Zweimal scrollen – nicht leicht erkennbar?
Völlig verfehlt ist es anzunehmen, der Link zum Impressum des Profilinhabers, den Xing seit einigen Monaten unterhalb der Profile anbietet, sei nicht leicht erkennbar. Einerseits ist dieser durchaus farblich abgehoben genau dort angebracht, wo man ihn vermutet, nämlich am unteren Ende der Seite. Andererseits übersieht der Richter auch, dass das Impressum nicht jedermann auf den ersten Blick ins Auge springen muss. Es genügt, wenn die Pflichtangaben von dem leicht aufzufinden sind, der danach sucht. Schon der Gesetzgeber weist in der Gesetzesbegründung darauf hin, dass die Informationen lediglich an gut wahrnehmbarer Stelle stehen und ohne langes Suchen auffindbar sein müssen. Diese Voraussetzungen sind bei Xing hier ohne Weiteres gegeben.

Die Regelung in § 5 TMG geht auf die E-Commerce-Richtlinie der EU zurück. Der Europäische Gerichtshof geht bei der Erfüllung von Informationspflichten von einem normal informierten, angemessen aufmerksamen und verständigen Durchschnittsverbraucher aus, dem eine gewisse Informationsbeschaffungslast durchaus abverlangt werden kann. Dieser Durchschnittsverbraucher ist mit einfachen technischen Gegebenheiten wie dem Anklicken von Links und dem Scrollen einer Seite vertraut. Er weiß auch, wo er die gesuchten Informationen beschaffen kann. Jedenfalls mit diesem Verständnis kann kein Zweifel daran bestehen, dass die Fußzeile und der Link zum Impressum leicht zu finden und zu erkennen ist.

Was nun?
Natürlich liegt die Frage an den Anwalt nahe, was denn nun zu raten sei. Mir scheint vertretbar, das Urteil der Stuttgarter Richter schlicht zu ignorieren. Es ist ein Fehlurteil und es ist kaum vorstellbar, dass es vor dem BGH so bestehen bleiben würde. Das Impressum ist geradezu vorbildlich genau an der Stelle angebracht, wo man es vermuten würde. Es mag ein bisschen klein gehalten sein, zu finden ist aber allemal.

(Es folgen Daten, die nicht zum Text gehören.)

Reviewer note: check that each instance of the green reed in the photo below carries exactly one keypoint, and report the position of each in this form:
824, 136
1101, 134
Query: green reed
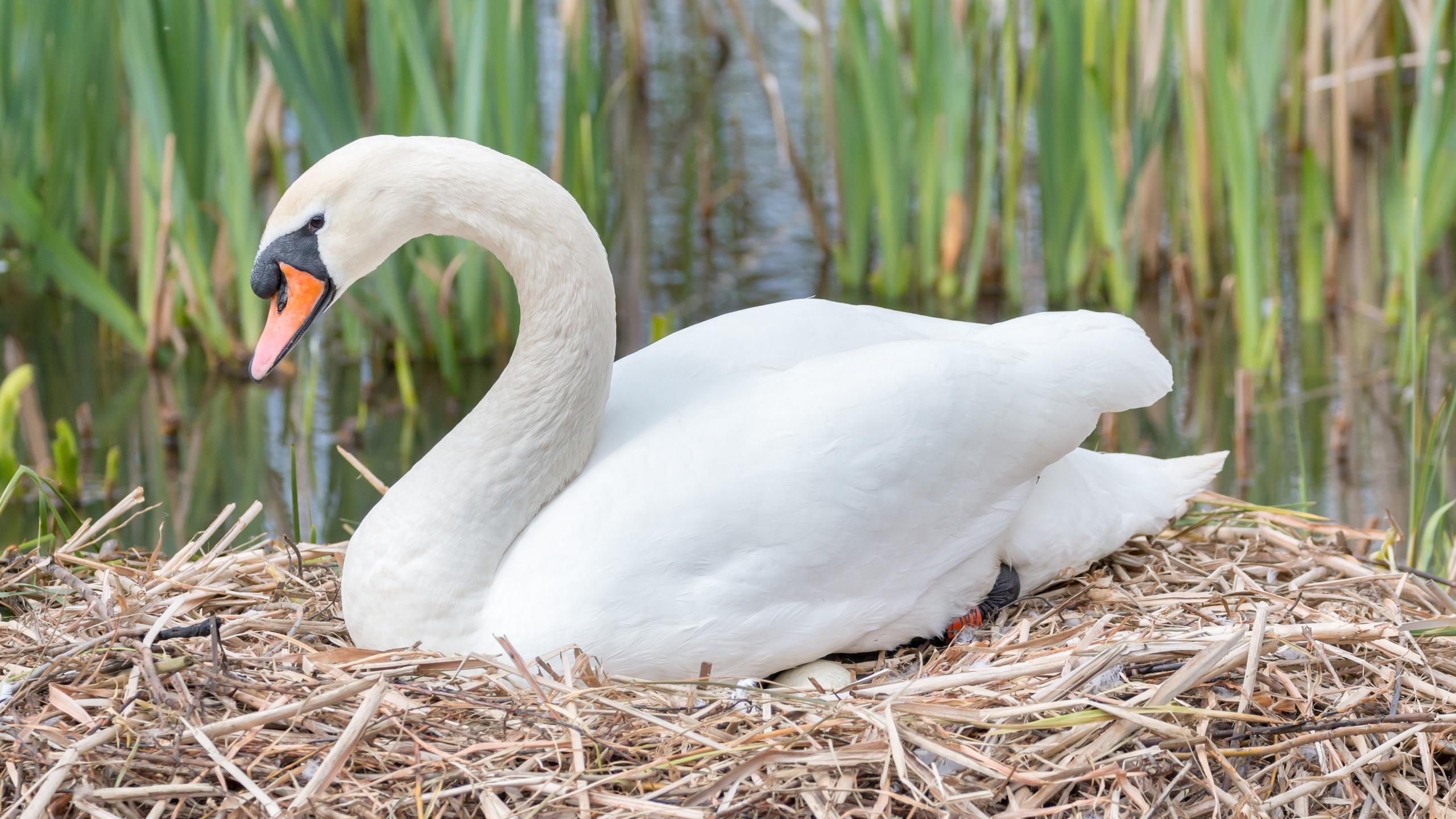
144, 140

Wer ganz sicher gehen will, sollte alle Pflichtinformationen in das Profil integrieren oder deutlich sichtbar bei den Profilangaben einen Link in das Impressum auf der eigenen Website integrieren. Unnötig wie ein Kropf.

Wenig überraschend halten auch Thomas und Thomas das Urteil für falsch. Bei Felix findet sich ein kleines Interview dazu. Bleibt zu hoffen, dass das OLG Stuttgart in der Berufungsinstanz ein bisschen mehr Augenmaß beweist und der Klage stattgibt.